The partners hope MOJO’s coaching resources and live game streaming will make involvement in youth sports a better experience for players, families and coaches. MOJO’s data has shown that its platform leads to lower coach churn and supports lower dropout rates for players.

This is partially due to the wide range of coaching materials available on the platform, which were created and supplied by MOJO’s partners in pro sports such as Major League Baseball. The resources give coaches the material and know-how to lead a better, and more fun, team practice, Sherwood said.

“The biggest reason kids drop out of sports is that it’s not fun,” said Sherwood. “One of the biggest reasons it’s not fun is practice sucks and the coach is terrible.”

When your kids are involved in youth sports, every weekend becomes Super Bowl weekend, said TeamSnap CEO Peter Frintzilas.

MOJO rising

MOJO Sports launched its platform in 2021 fully decked out with coaching materials, virtual player cards and a photo library for players. But the main attraction is its live game streaming, a service that, say, lets grandparents watch their grandkids’ games from across the country.

MOJO also boasts National Football League star power. Super Bowl-winning quarterback Russell Wilson, who is now with the Denver Broncos, came on board with MOJO in 2021 as a founding partner and investor. MOJO announced a partnership with NFL Flag, where Wilson serves as chairman, in August 2021.

“I’m deeply connected to our mission at MOJO, which is to enhance the youth sports experience,” Wilson said in a statement. “With the size, scale and resources of TeamSnap, the combined new platform will be unstoppable in helping us reach that goal.”

Seattle Seahawks quarterback Russell Wilson drops back to pass during the fourth quarter of Super Bowl XLIX.
Icon Sports Wire

TeamSnap’s platform captures more than two million daily active users, which will allow MOJO to scale its streaming and training content to the vast user base, Sherwood said. MOJO already has five million users worldwide on the platform, the company said.

While professional leagues such as the NFL and National Basketball Association generate billions in revenue, youth sports isn’t exactly small fry. The market captures $37.5 billion globally, with an estimated 60 million young athletes involved, according to Sports Business Journal, referencing Maia Research. The NFL made revenue of nearly $12 billion in 2022 in its main market, the U.S., NBC Sports reported.

The youth sports market as whole is heating up after a pandemic slump, when Covid restrictions limited social interactions and events, according to youth sports expert and Aspen Institute director Tom Farrey.

“Private equity is flowing billions of dollars into the youth sports market,” said Farrey. “Firms are buying up and aggregating clubs in a number of sports, and creating new products for an industry that serves as many as 30 million children and could serve tens of millions more in the U.S. alone if it can reduce attrition rates.”

Youth sports is uniquely positioned because of its ability to attract a far more devout customer than even that of top professional sports leagues.
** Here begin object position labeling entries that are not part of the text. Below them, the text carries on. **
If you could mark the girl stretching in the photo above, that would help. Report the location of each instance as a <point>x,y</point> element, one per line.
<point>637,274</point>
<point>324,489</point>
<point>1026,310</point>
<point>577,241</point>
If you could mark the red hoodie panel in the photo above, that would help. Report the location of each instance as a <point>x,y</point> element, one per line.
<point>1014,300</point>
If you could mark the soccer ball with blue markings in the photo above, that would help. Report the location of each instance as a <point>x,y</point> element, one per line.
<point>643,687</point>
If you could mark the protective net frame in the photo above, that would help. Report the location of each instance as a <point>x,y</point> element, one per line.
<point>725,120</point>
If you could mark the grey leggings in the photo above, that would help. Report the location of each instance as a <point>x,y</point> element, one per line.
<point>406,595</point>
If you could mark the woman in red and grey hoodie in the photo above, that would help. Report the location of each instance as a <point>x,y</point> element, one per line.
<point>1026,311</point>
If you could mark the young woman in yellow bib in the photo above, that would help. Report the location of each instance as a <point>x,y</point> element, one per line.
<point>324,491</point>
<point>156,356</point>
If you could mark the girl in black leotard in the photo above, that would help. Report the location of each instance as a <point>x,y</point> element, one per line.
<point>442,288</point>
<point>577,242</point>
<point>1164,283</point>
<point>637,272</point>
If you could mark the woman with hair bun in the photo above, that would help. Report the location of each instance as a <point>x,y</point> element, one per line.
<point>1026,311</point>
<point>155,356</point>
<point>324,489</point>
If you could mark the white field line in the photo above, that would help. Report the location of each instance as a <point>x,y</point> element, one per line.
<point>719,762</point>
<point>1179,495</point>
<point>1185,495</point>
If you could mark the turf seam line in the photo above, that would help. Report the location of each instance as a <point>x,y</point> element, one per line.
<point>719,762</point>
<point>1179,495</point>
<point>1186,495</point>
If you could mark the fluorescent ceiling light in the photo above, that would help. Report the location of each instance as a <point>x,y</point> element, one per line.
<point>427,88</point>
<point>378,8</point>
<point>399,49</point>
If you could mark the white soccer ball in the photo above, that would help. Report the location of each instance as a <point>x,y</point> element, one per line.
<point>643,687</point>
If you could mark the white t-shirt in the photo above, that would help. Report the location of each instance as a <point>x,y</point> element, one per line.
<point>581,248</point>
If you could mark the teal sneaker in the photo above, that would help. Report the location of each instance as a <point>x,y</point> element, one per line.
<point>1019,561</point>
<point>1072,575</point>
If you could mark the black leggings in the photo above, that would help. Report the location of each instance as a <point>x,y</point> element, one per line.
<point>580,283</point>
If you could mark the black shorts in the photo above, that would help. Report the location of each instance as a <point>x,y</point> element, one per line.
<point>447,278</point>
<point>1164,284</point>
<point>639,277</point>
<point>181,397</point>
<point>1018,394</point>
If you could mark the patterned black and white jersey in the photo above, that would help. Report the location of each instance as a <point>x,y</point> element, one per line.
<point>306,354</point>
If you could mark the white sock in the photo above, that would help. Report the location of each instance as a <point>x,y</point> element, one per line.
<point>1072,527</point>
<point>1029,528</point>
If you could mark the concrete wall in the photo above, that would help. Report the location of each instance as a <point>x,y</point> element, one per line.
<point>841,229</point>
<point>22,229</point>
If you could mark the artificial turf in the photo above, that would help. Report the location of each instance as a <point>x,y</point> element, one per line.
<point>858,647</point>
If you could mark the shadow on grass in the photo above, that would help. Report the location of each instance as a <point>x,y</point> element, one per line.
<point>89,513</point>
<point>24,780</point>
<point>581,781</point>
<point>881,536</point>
The average parent in the U.S. shells out $883 a year for one child’s sports commitments with many families paying far more, according to an Aspen Institute report from 2022. In total, parents cough up $30 billion to $40 billion annually for youth sports, the Aspen Institute added.

“I love the Liverpool Football Club, but I’m a way bigger fan of the team my son plays soccer on,” said Sherwood. “You are a much bigger fan of your child’s team than any pro team, and it’s that fandom that we are trying to unlock.”